Micropuncture experiments conducted in the early 1980s revealed that under conditions of potassium loading, the concentration of tubular K+ at the base of the loop of Henle exceeds 100% of the filtered K+ load [28]. This indicates that potassium undergoes active recycling in the renal medulla. The recycling circuit consists of luminal K+ absorption in the medullary collecting duct, extrusion into the medullary interstitium, and secretion back into the tubule via the thin limbs of the loop of Henle and pars recta [29,30]. Due to this absorptive process, the renal medulla can accumulate K+ up to a concentration of 50 mmol/L [31].

The physiological reasons for this interstitial buildup of potassium are not entirely clear. However, it does appear to participate in the renal response to hyperkalemia. Potassium recycling is enhanced during both acute and chronic K+ loading [28,31], and this has been associated with reduced NaCl reabsorption in the medullary thick ascending limb (MTAL) of the loop of Henle [32]. NaCl reabsorption in the thick ascending limb (TAL) is mediated by NKCC2 (SLC12A1, the loop diuretic-sensitive electroneutral Na-K-2Cl cotransporter). In 1982, Stokes [32] proposed that the reduced medullary Na transport during hyperkalemia is due to increased intracellular chloride concentrations caused by depolarization of the MTAL basolateral membrane. It was reasoned that this would enhance sodium chloride delivery and tubular flow to the ASDN, to enhance renal K+ secretion (Fig. 1).

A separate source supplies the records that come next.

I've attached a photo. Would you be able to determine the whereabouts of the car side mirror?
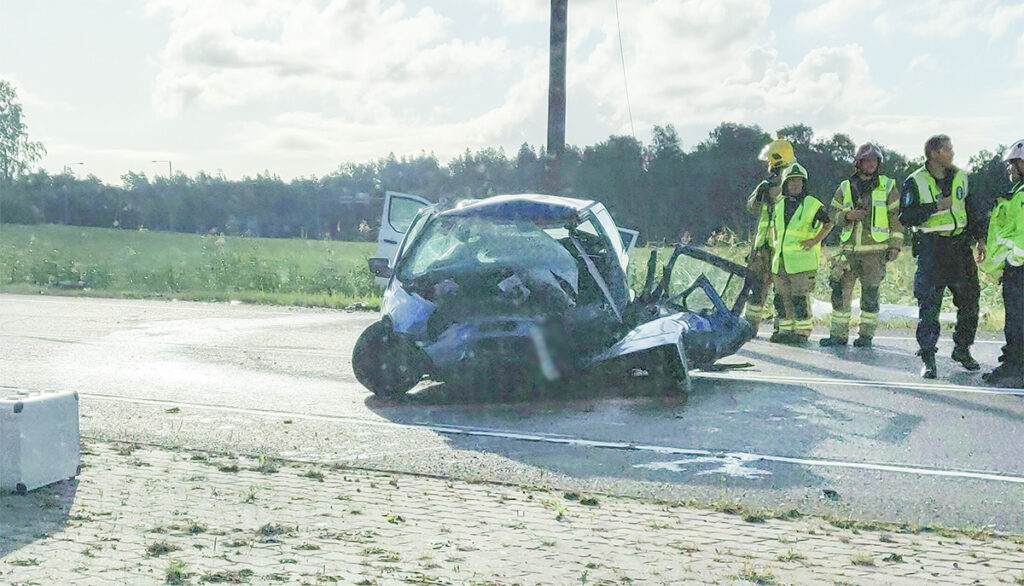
[367,256,391,279]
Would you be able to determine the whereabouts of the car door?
[374,192,430,287]
[618,227,640,252]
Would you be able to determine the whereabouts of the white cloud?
[796,0,883,32]
[874,0,1024,41]
[570,0,887,137]
[847,114,1017,167]
[906,53,940,75]
[146,0,507,119]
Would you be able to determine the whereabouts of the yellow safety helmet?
[782,163,807,183]
[758,138,797,171]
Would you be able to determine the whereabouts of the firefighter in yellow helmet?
[769,163,833,344]
[820,143,903,347]
[978,138,1024,388]
[743,139,796,336]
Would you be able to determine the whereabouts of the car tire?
[352,322,424,396]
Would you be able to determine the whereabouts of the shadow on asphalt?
[367,378,843,490]
[737,347,1024,421]
[0,479,78,563]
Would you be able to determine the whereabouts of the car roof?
[441,194,603,221]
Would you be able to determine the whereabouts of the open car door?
[374,192,430,288]
[659,244,756,369]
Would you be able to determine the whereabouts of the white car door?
[374,192,430,287]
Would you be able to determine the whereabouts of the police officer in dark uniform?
[899,134,986,378]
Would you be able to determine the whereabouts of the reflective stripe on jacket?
[839,175,895,248]
[910,167,967,236]
[771,196,822,275]
[981,181,1024,273]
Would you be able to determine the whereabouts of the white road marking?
[690,372,1024,396]
[80,393,1024,485]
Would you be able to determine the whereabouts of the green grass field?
[0,224,1004,329]
[0,224,380,307]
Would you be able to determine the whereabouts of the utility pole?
[548,0,568,191]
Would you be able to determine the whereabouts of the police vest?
[910,167,967,236]
[981,182,1024,273]
[839,175,894,243]
[771,196,822,275]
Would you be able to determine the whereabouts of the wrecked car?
[352,193,753,396]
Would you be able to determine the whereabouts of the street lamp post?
[63,161,85,225]
[153,159,174,177]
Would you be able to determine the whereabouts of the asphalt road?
[0,295,1024,533]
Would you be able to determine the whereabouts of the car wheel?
[352,322,423,396]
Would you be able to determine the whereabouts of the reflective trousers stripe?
[833,311,850,324]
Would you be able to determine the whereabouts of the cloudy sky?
[0,0,1024,183]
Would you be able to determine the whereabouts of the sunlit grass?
[0,224,380,307]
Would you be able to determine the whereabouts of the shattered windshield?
[398,215,579,290]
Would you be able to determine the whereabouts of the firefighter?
[978,138,1024,387]
[899,134,985,378]
[769,163,833,344]
[819,143,903,348]
[743,139,796,336]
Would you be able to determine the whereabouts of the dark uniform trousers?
[999,264,1024,369]
[913,235,981,354]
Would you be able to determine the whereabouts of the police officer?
[819,143,903,347]
[978,138,1024,387]
[769,163,833,344]
[743,139,796,336]
[899,134,985,378]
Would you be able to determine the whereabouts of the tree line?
[0,82,1007,242]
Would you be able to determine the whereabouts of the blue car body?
[353,195,751,395]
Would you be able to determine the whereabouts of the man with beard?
[899,134,985,378]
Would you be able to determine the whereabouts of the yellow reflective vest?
[771,196,822,275]
[981,181,1024,274]
[910,166,967,236]
[839,175,895,243]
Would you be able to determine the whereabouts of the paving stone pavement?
[0,441,1024,585]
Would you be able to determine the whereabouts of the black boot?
[818,334,849,346]
[918,350,939,378]
[952,346,981,371]
[853,336,871,348]
[981,363,1024,388]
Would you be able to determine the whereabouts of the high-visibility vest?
[981,181,1024,273]
[771,196,822,275]
[910,167,967,236]
[839,175,894,243]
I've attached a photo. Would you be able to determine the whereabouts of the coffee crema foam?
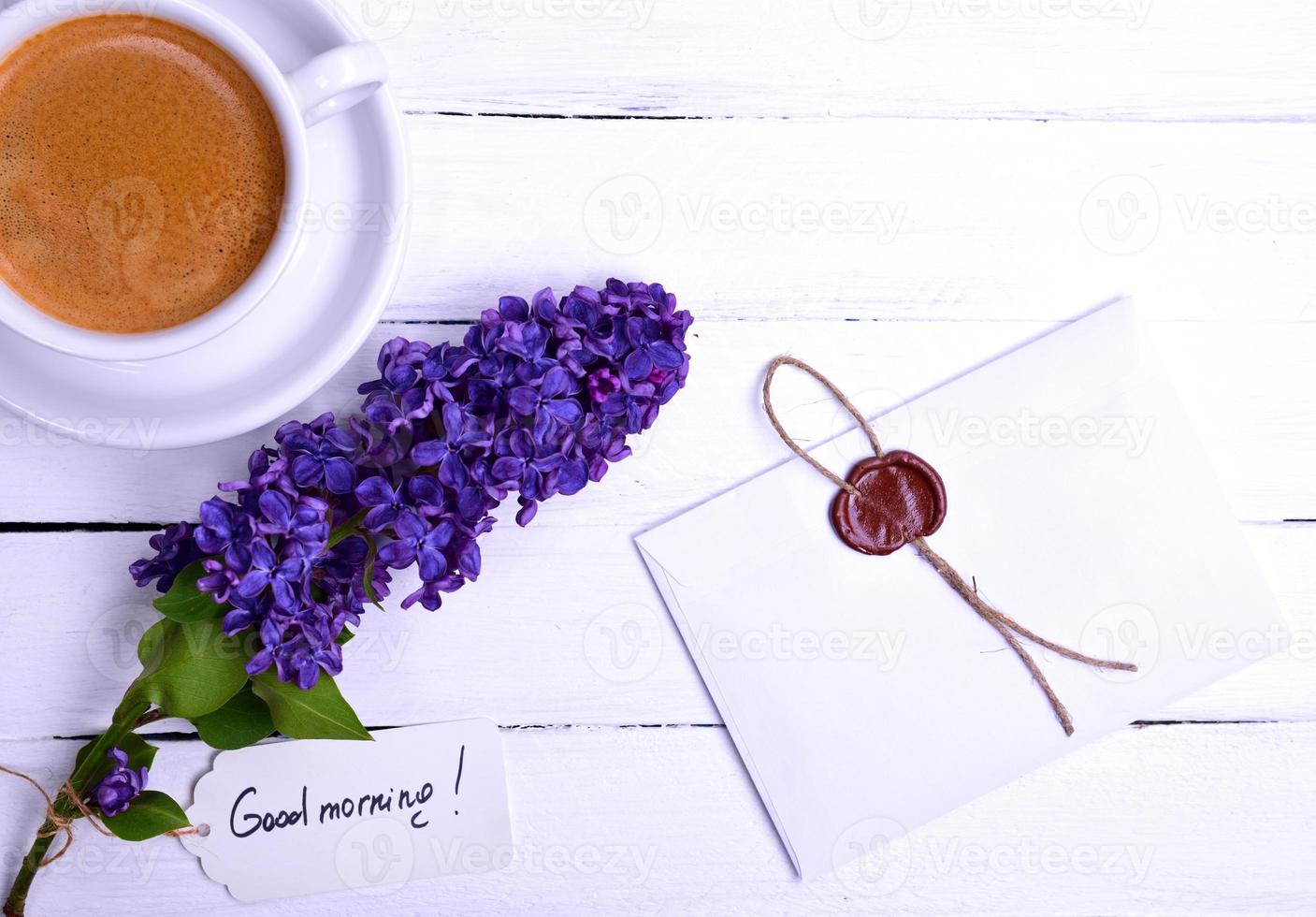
[0,13,285,334]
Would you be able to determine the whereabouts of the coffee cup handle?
[284,41,388,127]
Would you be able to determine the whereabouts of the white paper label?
[183,720,513,901]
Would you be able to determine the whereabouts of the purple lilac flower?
[132,280,691,690]
[91,749,146,819]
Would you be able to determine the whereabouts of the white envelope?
[637,300,1286,878]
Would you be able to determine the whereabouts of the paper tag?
[183,720,513,901]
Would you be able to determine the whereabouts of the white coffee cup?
[0,0,388,362]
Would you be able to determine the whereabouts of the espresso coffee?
[0,14,284,334]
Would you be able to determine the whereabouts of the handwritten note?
[184,720,512,901]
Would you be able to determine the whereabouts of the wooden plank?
[0,723,1316,917]
[0,525,1316,738]
[381,116,1316,321]
[327,0,1316,121]
[0,318,1316,517]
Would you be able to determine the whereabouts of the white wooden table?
[0,0,1316,914]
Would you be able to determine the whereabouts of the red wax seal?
[832,450,947,557]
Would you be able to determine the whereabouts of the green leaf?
[101,790,188,840]
[325,508,369,550]
[74,733,159,773]
[123,619,248,720]
[195,688,274,751]
[252,670,369,742]
[361,538,384,610]
[155,560,229,623]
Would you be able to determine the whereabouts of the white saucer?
[0,0,408,450]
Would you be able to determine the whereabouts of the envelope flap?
[636,298,1142,588]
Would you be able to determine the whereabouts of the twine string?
[0,764,203,869]
[763,357,1138,735]
[763,357,885,496]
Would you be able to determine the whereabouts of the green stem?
[4,704,150,917]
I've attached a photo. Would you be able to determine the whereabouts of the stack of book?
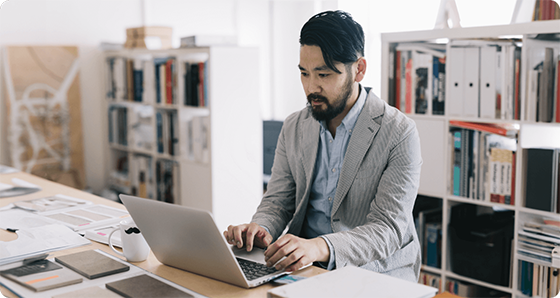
[533,0,560,21]
[449,120,518,205]
[124,26,173,50]
[389,43,446,115]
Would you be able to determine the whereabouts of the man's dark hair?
[299,10,364,73]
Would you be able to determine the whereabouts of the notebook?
[119,194,287,288]
[52,287,122,298]
[105,274,193,298]
[0,259,82,292]
[55,250,130,279]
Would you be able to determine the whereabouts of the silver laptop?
[119,194,287,288]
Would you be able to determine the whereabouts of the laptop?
[119,194,287,288]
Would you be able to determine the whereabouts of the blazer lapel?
[331,92,385,215]
[302,117,321,197]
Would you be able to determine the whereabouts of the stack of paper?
[0,209,91,265]
[268,266,437,298]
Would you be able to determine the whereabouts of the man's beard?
[307,76,353,121]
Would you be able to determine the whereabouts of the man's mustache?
[307,94,328,102]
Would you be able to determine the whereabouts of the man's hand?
[264,234,330,272]
[224,223,272,251]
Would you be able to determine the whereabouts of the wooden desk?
[0,172,326,298]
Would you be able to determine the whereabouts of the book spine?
[198,62,205,107]
[554,56,560,123]
[453,130,462,196]
[393,51,401,110]
[165,59,173,104]
[404,53,414,114]
[156,111,163,153]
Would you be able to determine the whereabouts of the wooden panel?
[4,46,85,189]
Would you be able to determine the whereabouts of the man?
[224,11,422,282]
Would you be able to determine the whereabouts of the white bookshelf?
[381,20,560,297]
[103,47,262,233]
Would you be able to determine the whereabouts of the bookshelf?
[381,20,560,297]
[103,47,262,233]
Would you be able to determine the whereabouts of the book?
[554,55,560,123]
[105,274,194,298]
[525,148,560,212]
[0,259,82,292]
[52,287,121,298]
[180,35,237,48]
[449,120,519,138]
[432,56,445,115]
[55,250,130,279]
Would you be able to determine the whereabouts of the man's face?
[299,45,354,121]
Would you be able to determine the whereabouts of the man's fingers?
[231,225,247,248]
[245,224,261,251]
[265,235,297,268]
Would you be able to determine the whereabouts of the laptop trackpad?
[230,246,266,264]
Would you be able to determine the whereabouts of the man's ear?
[355,57,367,83]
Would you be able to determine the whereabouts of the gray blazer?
[252,92,422,282]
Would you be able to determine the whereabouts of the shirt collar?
[320,84,367,132]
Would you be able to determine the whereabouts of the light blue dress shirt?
[303,85,367,270]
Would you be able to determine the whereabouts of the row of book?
[106,57,177,104]
[389,43,446,115]
[109,150,180,203]
[449,120,518,205]
[517,218,560,265]
[106,57,208,107]
[533,0,560,21]
[527,47,560,123]
[518,260,560,298]
[447,40,521,120]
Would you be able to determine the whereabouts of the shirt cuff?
[318,236,336,270]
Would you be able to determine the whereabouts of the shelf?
[381,20,560,297]
[446,272,513,293]
[103,47,262,233]
[447,196,516,210]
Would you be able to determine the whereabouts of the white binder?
[445,47,465,116]
[463,47,480,117]
[480,46,496,119]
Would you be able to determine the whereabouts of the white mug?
[109,218,150,262]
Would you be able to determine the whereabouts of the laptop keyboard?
[236,258,278,280]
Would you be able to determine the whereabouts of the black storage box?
[449,205,514,287]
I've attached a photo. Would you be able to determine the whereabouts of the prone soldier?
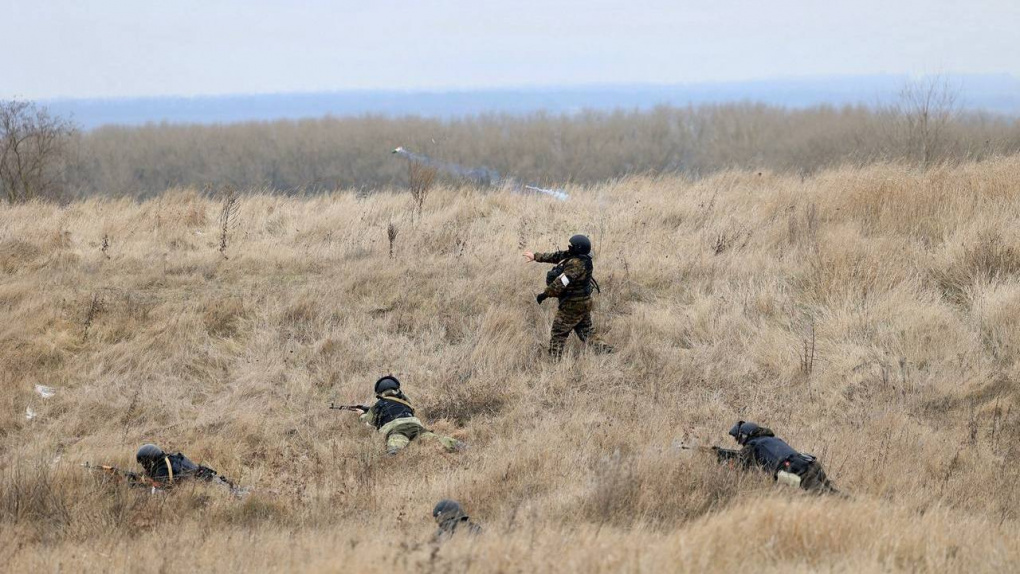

Though Stokes originally advanced this theory of hyperkalemia-induced natriuresis 35 years ago, it remains an attractive model today. Indeed, in recent years, it has become apparent that intracellular chloride ([Cl]i) regulates the activation status of NKCC2 and other SLC12 family members through phosphorylation. This process is mediated by The With-No-Lysine (WNK), Ste20/SpS1 related proline alanine-rich kinase (SPAK; STK39) and oxidative stress responsive kinase 1 (OSR1; OXSR1) pathway, a chloride-responsive serine–threonine kinase cascade [33]. WNK kinases are the chloride sensing kinases that mediate this effect. A rise in [Cl]i causes chloride ions to bind to a pocket in the WNK kinase domain. This pocket is positioned close to the activation loop which when occupied, shuts off WNK kinase activity [34]. This inactivates SPAK and OSR1, two downstream effector kinases that directly phosphorylate NKCC2 at sites that increase its activity [35]. The WNK–SPAK/OSR1 pathway is strongly expressed in the loop of Henle; thus, through inhibitory effects on the WNK kinases, an increase in [Cl]i could potentially block the activity of NKCC2 in the MTAL and enhance distal NaCl delivery to the ASDN (Fig. 1b). Alternatively, decreased NaCl reabsorption in the MTAL could be linked to acute NKCC2 dephosphorylation during hyperkalemia; a recent study identified calcineurin (PP2B) as a phosphatase that inhibits NKCC2 activity in vivo [36].

Distal convoluted tubule

Only 5–10% of the filtered potassium reaches the distal nephron, yet this region precisely regulates potassium balance. The DCT can be divided into early and late segments, termed the DCT1 and DCT2, respectively. Both of these segments express the thiazide-sensitive sodium chloride cotransporter (NCC, SLC12A3), an electroneutral cotransporter that is structurally similar to NKCC2, and is also activated by WNK–SPAK/OSR1 dependent phosphorylation [37]. The DCT1 is aldosterone-insensitive despite containing mineralocorticoid receptors, because it lacks the enzyme 11-β hydroxysteroid dehydrogenase 2 (11-βHSD2), which confers aldosterone specificity [38]. In contrast to the early portion, the DCT2 expresses 11-βHSD2 and is sensitive to aldosterone, making it the most proximal portion of the ASDN [38,39]. Consistent with this, the DCT2 expresses other aldosterone-responsive genes, including the epithelial sodium channel (ENaC) [40] and the renal outer medullary K+ channel (ROMK, Kir1.1) [41]. ENaC-mediated sodium transport is electrogenic; this leads to an increasingly negative lumen that favors voltage-dependent potassium secretion via ROMK [40].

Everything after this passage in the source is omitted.